I agreed.  My disillusionment with my wife and with a government that had turned on me was more than sufficient motivation.  We started out simply.  I took early retirement from the CIA – something they were more than willing to give – and started working for Sloane. 

But as the years passed I became as disillusioned with the Alliance as I had once been with the CIA.  Sloane's baser instincts were becoming more apparent, and I had seen more of his ruthlessness than I care to think about. 

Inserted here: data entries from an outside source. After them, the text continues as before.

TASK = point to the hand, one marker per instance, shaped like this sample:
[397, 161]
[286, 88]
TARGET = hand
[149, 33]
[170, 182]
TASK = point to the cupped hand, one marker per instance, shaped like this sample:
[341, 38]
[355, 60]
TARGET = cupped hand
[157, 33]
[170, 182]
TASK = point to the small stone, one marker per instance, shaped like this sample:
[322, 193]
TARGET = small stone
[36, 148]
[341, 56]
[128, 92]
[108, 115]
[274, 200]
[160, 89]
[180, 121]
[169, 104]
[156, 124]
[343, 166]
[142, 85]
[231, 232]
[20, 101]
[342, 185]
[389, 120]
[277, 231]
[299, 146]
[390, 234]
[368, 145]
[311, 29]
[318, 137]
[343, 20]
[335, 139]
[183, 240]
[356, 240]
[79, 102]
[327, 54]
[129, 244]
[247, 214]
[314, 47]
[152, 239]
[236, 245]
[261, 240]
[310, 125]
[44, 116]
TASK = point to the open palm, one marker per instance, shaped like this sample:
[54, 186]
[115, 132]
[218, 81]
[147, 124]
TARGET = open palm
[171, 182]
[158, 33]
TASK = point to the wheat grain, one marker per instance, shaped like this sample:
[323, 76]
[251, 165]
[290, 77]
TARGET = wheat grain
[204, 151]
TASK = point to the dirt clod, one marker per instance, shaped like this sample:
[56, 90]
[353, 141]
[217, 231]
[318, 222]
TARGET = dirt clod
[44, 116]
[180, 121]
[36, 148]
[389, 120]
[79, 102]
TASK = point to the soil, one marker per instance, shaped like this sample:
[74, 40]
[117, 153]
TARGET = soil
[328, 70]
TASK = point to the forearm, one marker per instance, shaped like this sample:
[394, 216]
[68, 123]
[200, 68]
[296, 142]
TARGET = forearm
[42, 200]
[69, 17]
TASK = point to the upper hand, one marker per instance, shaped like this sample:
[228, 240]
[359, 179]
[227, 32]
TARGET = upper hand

Sydney was the last straw.  We had set it up years ago – the CIA would contact her during her third year of college, recruiting her into a job as soon as she graduated.  But Sloane, without consulting me, without so much as telling me, brought her in at 19.  Nineteen.  She was a child.  I didn't even know about it until she was field-ready.  The day Sloane told me was the day the last thread of my allegiance to him snapped.  I covertly contacted an old friend from the CIA, saying I wanted back in. 

That was eight years ago.  Eight years, dozens of missions, hundreds of covert meetings and more lost lives than I care to count.  Eight years, and I'm lying in a hospital bed on a Tuesday night recovering from my second trip to the conversation room in as many weeks.  And SD-6 is gone. 

The victory feels hollow, empty somehow.  Partially it's the shock of it being over.  But primarily it's Sloane.  No victory over the Alliance is complete without a victory over the man who has held far too much influence over my life for far too long.

It's the ultimate irony.  In what I hope will be his last act, he disappeared one week before we won the victory we've worked years to achieve.  One week.  It's possible I resent him more for that act than for anything he's done before.  One week.

I have a daughter who is beginning to know me, a wife who's been given the chance to undo some of the devastation she has caused, and a career as a double agent that has just become one of the most successful in the history of the CIA. 

And I am lying in a hospital bed, with four heart monitor patches taped to my chest.